Indien een toestel afwijkingen kent op de normen, zou dat kunnen wijzen op een onaanvaardbaar risico. Dat is echter niet noodzakelijk zo. Een afwijking kan in een specifieke situatie weleens een onschuldig effect hebben. Het is daarom zinvol om hier nader te analyseren en de risico’s in te schatten en te beredeneren. Dat past geheel binnen de risicoanalyse: de wetgeving noemt dit ‘het vaststellen en nader bepalen van de risico’s’ en ‘het evalueren van de risico’s’. De hamvraag bij die analyse is dan: levert een afwijking ook effectief een onaanvaardbaar risico op?
Niet alleen de toestellen
Verder is een goed speelterrein méér dan de som van de geïnstalleerde speeltoestellen. Of anders gezegd: een goed speelterrein heeft een landschappelijk karakter waarbij niet enkel speeltoestellen, maar ook bodembedekking, niveauverschillen, beplanting en allerlei speelaanleidingen worden geïntegreerd. Het is duidelijk dat de speeltoestellennormen zich daar niet over uitspreken. Bijgevolg zijn ze hier ook maar uiterst beperkt inzetbaar, en moet men er zeer omzichtig mee omgaan.

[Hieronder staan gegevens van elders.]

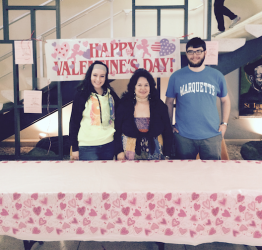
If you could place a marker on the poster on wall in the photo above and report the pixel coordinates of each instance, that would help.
(250, 96)
(69, 59)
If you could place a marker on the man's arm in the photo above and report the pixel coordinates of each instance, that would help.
(170, 106)
(225, 111)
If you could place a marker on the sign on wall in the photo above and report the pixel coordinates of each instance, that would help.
(250, 96)
(69, 59)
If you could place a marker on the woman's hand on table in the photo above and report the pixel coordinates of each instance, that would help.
(75, 155)
(121, 156)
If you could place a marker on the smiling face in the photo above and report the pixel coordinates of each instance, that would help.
(98, 78)
(195, 56)
(142, 88)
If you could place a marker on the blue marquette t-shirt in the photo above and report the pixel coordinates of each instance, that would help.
(196, 93)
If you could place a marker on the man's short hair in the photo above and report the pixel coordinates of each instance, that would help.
(249, 68)
(196, 42)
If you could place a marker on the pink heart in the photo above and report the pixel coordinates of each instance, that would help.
(138, 230)
(105, 196)
(49, 229)
(82, 210)
(193, 218)
(182, 213)
(248, 216)
(18, 206)
(21, 225)
(123, 196)
(36, 231)
(27, 203)
(168, 232)
(110, 225)
(25, 213)
(151, 206)
(48, 212)
(212, 231)
(148, 217)
(42, 221)
(124, 231)
(206, 204)
(168, 196)
(60, 217)
(161, 203)
(257, 234)
(195, 196)
(154, 226)
(252, 206)
(196, 206)
(116, 203)
(225, 230)
(235, 233)
(86, 222)
(203, 214)
(149, 196)
(69, 213)
(92, 213)
(79, 230)
(104, 217)
(242, 228)
(219, 222)
(125, 210)
(5, 228)
(44, 201)
(113, 214)
(241, 208)
(74, 221)
(16, 196)
(62, 206)
(137, 213)
(213, 196)
(54, 55)
(223, 202)
(60, 196)
(182, 231)
(226, 213)
(259, 199)
(199, 228)
(4, 212)
(158, 213)
(37, 210)
(89, 201)
(215, 211)
(107, 206)
(240, 198)
(170, 211)
(175, 223)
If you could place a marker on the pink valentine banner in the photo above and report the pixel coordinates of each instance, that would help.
(69, 59)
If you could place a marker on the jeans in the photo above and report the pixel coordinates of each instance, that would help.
(208, 149)
(101, 152)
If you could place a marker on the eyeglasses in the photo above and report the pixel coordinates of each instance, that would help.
(198, 52)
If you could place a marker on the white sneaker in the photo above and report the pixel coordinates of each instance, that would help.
(218, 33)
(234, 22)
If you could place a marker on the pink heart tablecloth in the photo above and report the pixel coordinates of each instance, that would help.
(184, 202)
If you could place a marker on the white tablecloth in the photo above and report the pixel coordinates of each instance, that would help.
(184, 202)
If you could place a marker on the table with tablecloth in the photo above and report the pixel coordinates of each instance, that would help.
(184, 202)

De wetgeving eist wel dat álle facetten van het speelterrein een aanvaardbaar veiligheidsniveau hebben. Aangezien er geen specifieke normen zijn voor ‘speelterreindelen die geen speeltoestel zijn’ en aangezien de normen op speeltoestellen begrensd inzetbaar zijn op speelterreinen, moeten er ook andere instrumenten worden ingezet.
Het handboek ‘Veiligheid van speelterreinen’ van de FOD Economie stelt hier een concrete werkwijze voor, met name een risicograaf gebaseerd op de methode Fine & Kinney. Hierbij worden de facetten ‘ernst’, ‘waarschijnlijkheid’ en ‘blootstelling’ ten opzichte van elkaar afgewogen. Dit levert een score op die aangeeft of een risico al dan niet aanvaardbaar kan zijn.

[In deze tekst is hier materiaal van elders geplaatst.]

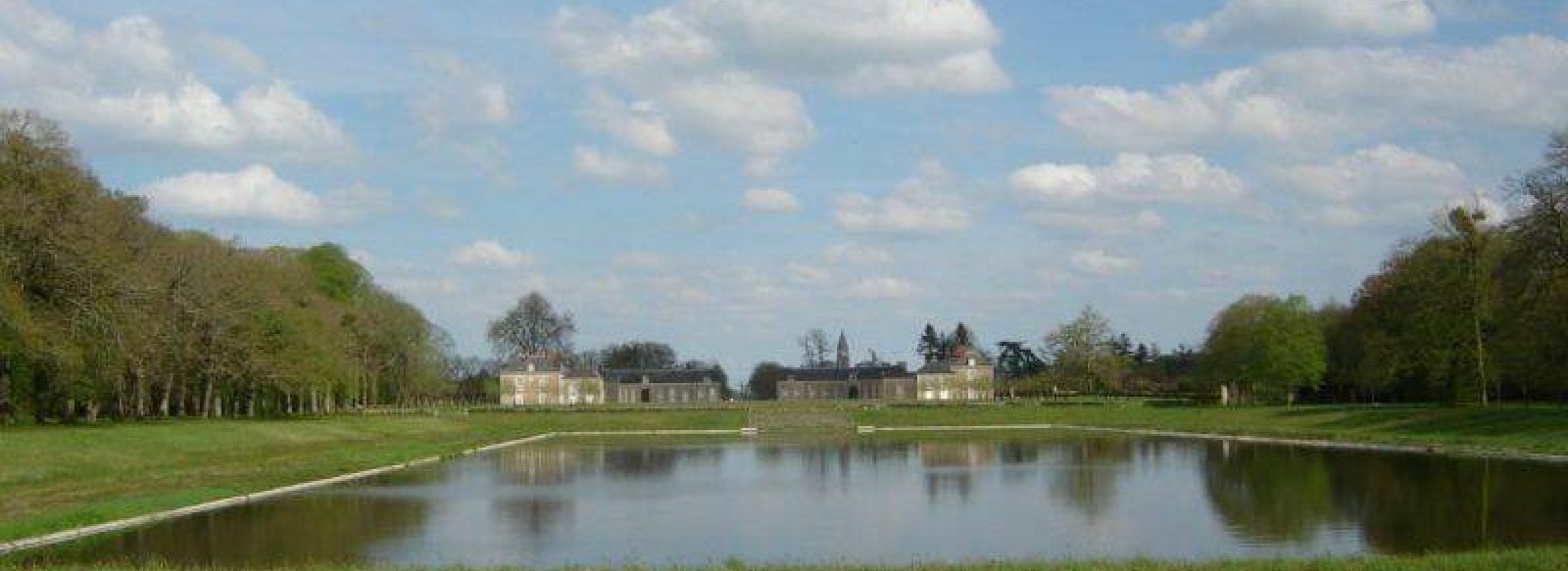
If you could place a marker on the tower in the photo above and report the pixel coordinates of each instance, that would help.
(844, 352)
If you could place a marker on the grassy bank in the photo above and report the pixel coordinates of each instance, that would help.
(63, 477)
(1497, 429)
(1494, 560)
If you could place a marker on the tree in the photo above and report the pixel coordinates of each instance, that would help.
(930, 346)
(814, 349)
(639, 355)
(532, 326)
(764, 383)
(1082, 354)
(1266, 346)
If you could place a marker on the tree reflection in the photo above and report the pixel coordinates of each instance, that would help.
(1267, 493)
(1086, 472)
(1400, 502)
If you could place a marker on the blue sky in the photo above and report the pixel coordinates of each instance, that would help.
(725, 174)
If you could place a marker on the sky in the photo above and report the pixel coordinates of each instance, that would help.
(725, 174)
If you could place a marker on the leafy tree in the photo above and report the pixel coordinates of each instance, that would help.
(1082, 354)
(930, 346)
(1266, 346)
(764, 383)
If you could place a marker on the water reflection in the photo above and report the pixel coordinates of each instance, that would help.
(875, 500)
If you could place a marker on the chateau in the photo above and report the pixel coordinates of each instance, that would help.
(960, 375)
(540, 380)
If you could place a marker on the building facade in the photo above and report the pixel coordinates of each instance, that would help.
(956, 378)
(663, 385)
(960, 375)
(859, 382)
(545, 382)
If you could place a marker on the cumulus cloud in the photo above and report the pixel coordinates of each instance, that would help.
(883, 287)
(639, 124)
(770, 200)
(490, 255)
(1102, 224)
(459, 94)
(639, 260)
(922, 205)
(807, 273)
(253, 192)
(1382, 184)
(1102, 262)
(1306, 23)
(1513, 82)
(608, 167)
(129, 83)
(718, 68)
(1131, 176)
(855, 255)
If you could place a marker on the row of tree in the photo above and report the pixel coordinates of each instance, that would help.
(1476, 310)
(1473, 312)
(104, 310)
(535, 328)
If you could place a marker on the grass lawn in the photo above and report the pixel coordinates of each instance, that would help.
(63, 477)
(1497, 560)
(1471, 429)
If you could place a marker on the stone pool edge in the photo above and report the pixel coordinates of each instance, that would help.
(151, 518)
(122, 524)
(1246, 438)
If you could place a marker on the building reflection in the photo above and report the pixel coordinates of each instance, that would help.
(951, 468)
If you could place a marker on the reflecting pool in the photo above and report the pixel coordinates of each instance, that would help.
(875, 500)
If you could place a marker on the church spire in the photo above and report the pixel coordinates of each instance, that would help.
(844, 352)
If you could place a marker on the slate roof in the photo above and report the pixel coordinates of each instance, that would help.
(844, 373)
(661, 375)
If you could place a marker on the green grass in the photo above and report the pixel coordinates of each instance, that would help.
(1468, 429)
(1494, 560)
(63, 477)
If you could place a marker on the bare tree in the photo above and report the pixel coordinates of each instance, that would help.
(532, 326)
(812, 349)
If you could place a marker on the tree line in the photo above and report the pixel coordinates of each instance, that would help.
(533, 326)
(1474, 310)
(104, 310)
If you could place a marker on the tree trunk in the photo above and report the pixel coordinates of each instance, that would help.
(7, 416)
(206, 399)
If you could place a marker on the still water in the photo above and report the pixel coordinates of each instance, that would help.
(877, 500)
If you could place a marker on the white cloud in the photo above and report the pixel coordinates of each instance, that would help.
(741, 110)
(770, 200)
(1341, 93)
(1094, 223)
(640, 124)
(857, 255)
(883, 287)
(253, 192)
(639, 260)
(459, 94)
(1131, 176)
(718, 68)
(921, 205)
(1382, 184)
(807, 273)
(1306, 23)
(491, 255)
(609, 167)
(1102, 262)
(127, 83)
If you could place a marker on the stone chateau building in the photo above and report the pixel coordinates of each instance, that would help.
(540, 382)
(963, 375)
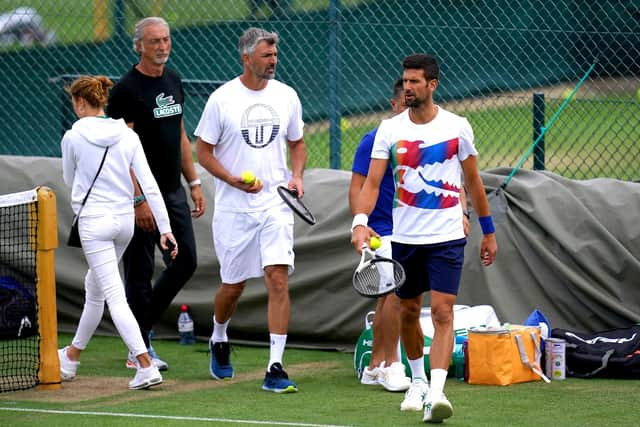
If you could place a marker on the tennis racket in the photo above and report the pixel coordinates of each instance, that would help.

Deze risicograaf is op zich een zinvolle methodiek. Een gemiste kans is wel dat het begrip speelwaarde niet expliciet een plaats heeft gekregen. Risico moet daar altijd tegen afgewogen worden. Zonder speelwaarde is zelfs een gering risico wellicht een onaanvaardbaar risico. Maar bij voorzieningen met grote speelwaarde kunnen hogere risico’s toch aanvaardbaar zijn.
Wat brengt de toekomst?
Het lijkt duidelijk dat de hele sector (uitbaters, controleurs, toezichthoudende overheid…) een gezamenlijke deskundigheid heeft op te bouwen. Dat betekent allereerst dat er nog veel werk zal moeten worden gestoken in een grotere eenduidigheid. Dat laat zich vooral voelen in de details, en in de beoordeling van concrete situaties. Om die grotere eenduidigheid te realiseren is meer diepgaand en écht overleg nodig. Alleen op die manier kan de knowhow over risicoanalyse in deze sector echte stappen vooruit zetten naar zinvolle en realistische risico-inschattingen. Dat vraagt dan weer om nauw overleg tussen álle actoren.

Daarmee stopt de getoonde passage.